Un mythe grec toujours d’une grande actualité : le mythe de Procuste


Un ami américain, excellent connaisseur de la littérature sous toutes ses formes, me disait un jour : « à travers les mythes grecs et les pièces de Shakespeare, tous les comportements de l’âme humaine ont été décrits ». Il y a sans doute une grande part de vérité dans son affirmation. Cela explique sans doute pourquoi les mythes grecs autant que les pièces de Shakespeare fascinent les écrivains et les artistes, qui en ont fait d’innombrables adaptations.

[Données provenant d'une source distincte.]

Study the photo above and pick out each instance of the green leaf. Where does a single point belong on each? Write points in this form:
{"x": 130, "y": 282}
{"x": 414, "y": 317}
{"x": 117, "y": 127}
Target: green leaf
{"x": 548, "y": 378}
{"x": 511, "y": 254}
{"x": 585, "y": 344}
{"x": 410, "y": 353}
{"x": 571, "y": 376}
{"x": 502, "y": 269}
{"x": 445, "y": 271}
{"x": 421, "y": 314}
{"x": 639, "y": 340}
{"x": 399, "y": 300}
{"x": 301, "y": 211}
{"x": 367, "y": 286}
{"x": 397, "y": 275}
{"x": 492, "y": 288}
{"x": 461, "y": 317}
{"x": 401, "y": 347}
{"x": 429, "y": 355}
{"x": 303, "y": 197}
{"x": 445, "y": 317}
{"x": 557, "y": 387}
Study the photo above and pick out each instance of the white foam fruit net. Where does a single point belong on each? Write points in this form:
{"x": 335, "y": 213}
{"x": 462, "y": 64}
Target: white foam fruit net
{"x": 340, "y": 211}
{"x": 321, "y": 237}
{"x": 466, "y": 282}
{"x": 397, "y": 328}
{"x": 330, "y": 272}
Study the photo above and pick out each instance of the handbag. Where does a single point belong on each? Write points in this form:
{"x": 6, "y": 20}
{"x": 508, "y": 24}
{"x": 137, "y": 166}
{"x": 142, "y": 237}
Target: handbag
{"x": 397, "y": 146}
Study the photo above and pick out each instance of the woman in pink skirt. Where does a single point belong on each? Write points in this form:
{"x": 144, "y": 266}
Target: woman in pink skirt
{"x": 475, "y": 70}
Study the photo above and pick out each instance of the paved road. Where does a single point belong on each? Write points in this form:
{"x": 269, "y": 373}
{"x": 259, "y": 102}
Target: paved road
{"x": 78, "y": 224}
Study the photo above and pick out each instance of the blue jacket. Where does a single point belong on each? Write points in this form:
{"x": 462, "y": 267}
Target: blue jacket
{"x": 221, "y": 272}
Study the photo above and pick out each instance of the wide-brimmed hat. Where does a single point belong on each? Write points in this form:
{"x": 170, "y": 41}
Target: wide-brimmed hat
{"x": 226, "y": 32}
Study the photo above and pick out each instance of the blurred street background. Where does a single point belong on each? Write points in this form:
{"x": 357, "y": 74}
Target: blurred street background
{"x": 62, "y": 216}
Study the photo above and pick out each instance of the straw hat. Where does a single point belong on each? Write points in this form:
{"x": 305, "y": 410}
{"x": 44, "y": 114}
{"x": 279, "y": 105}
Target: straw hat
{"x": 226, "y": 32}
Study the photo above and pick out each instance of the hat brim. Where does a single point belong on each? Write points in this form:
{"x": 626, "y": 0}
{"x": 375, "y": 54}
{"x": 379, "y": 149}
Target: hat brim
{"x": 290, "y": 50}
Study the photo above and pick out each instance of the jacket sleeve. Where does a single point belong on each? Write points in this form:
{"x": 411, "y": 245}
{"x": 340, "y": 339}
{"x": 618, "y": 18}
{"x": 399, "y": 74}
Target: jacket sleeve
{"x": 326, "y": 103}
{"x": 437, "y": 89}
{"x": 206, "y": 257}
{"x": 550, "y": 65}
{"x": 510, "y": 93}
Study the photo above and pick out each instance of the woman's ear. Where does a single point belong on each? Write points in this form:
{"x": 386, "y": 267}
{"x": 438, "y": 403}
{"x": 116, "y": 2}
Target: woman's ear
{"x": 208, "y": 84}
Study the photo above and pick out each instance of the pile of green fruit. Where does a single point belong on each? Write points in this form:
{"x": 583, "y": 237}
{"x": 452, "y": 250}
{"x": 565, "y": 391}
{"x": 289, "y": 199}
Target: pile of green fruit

Pour tirer parti des mythes grecs, qui ont tant de choses à nous apprendre sur ce que nous sommes, intéressons-nous un moment à un mythe peu connu mais qui mérite bien de l’être, le mythe de Procuste.

Dans la mythologie grecque, Procuste était un brigand qui offrait l’hospitalité aux voyageurs pour les torturer de la manière suivante. Il les attachait sur un lit en fer, où ils devaient tenir exactement : s’ils étaient trop grands, il coupait tout ce qui dépassait ; et s’ils étaient trop petits, il les étirait jusqu’à ce qu’ils atteignent la taille requise.
Qu’est-ce qui se cache derrière ce mythe qui semble bien horrible ? Procuste est devenu le symbole de l’uniformisation, et renvoie à toute tentative de réduire les hommes à un seul modèle, à une seule façon de penser ou d’agir.

Les exemples de mise en œuvre du mythe de Procuste, à travers l’histoire comme à notre époque, sont innombrables. Que cela soit à travers un système politique, une religion ou la manière d’élever ses enfants, il y a toujours cette tentation de la recherche d’uniformité : imposer à tous le même système politique, la même religion, la même manière de se comporter, d’agir ou de grandir.
Depuis toujours des tyrans, politiques, religieux, économiques, domestiques ou autres, ont tenté d’appliquer le mythe de Procuste autour d’eux, avec souvent des résultats épouvantables.

L’école, de par sa conception-même, est un lieu où le mythe de Procuste fait des ravages : à travers des évaluations standardisées et normées, le Ministère de l’Éducation impose quand et comment les enfants doivent avoir acquis telle ou telle compétence ; et l’enseignant enseignera de la même façon à tous ses élèves et leur proposera le même contrôle – tout cela au nom de l’égalité, inscrit au fronton de nos mairies. Mais on confond là l’égalité et l’uniformité. L’égalité, c’est donner à tout enfant toutes ses chances de réussir à l’école et ensuite de réussir sa vie. L’uniformité, c’est imposer le même système, la même pédagogie, les mêmes attentes des mêmes résultats à tous. Une utopie qui fait des ravages et crée bien des souffrances, comme le faisait Procuste.

Dans le mythe de Procuste, apprendre à marcher donnerait cette injonction officielle : « l’enfant devra savoir marcher à 10 mois, 2 semaines et 3 jours ». Dans la réalité, un enfant apprend à marcher à 9 mois ou à 15 mois, quelle importance ? Taux de réussite de cet apprentissage extrêmement complexe : 100%.